To keep our packaging costs as low as possible, we used to wrap each slice individually with a piece of wax paper and foil. Our pan-style pizza is already “soft crust,” and the way this method steamed the slices actually kept them great over the course of an hour plus lunch service. The staff just had to grab the ordered slices, throw them in a bag and hand them to the customer. But it was a lot of work to wrap all of them before lunch started. Since it was a huge pain if we had to cook more during lunch, the staff would always cook the maximum amount, which resulted in a lot of waste on slower-than-expected days.

We looked into par-baking the pies in our conveyor oven (set up half-time for breadsticks), then finishing individual slices with a second pass-through. The quality was great, but this method results in a six-minute wait for each order. Customers might pile up in our small waiting area, and the staff has to remember which slices belong to which customer. On busy catering days, the cut table team would be annoyed with handling the little orders as they’re trying to assembly-line out the multi-pizza waves. But this would be the way we’d have to do it if we wanted to sell slices all day instead of just 11 a.m. to 1 p.m.

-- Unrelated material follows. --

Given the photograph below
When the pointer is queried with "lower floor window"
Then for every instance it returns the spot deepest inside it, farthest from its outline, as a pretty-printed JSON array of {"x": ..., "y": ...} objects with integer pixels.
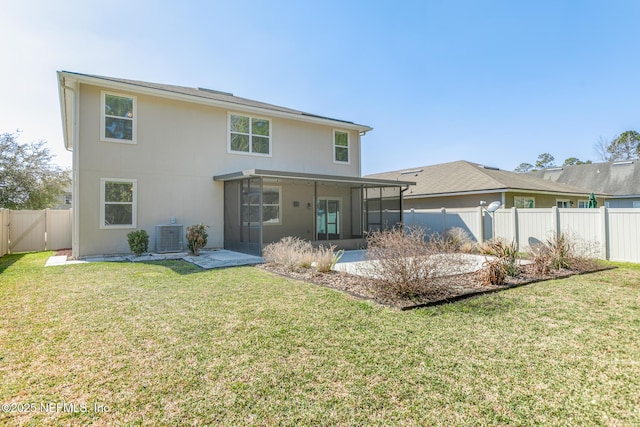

Now we think the way to go is by investing a bit in slice display cabinets with humidity control for our front counters. Slices will be on display, hot and ready. The customer can see what is available and point out which varieties they want. We throw the entire order in a clamshell, and they’re out the door. And cutting the occasional pizza into eight slices seems to flow better for the cut table during a lunch rush. Now we just have to decide if we want to go back to wrapping slices or invest in cabinets while running some high-amp electricity to the counters.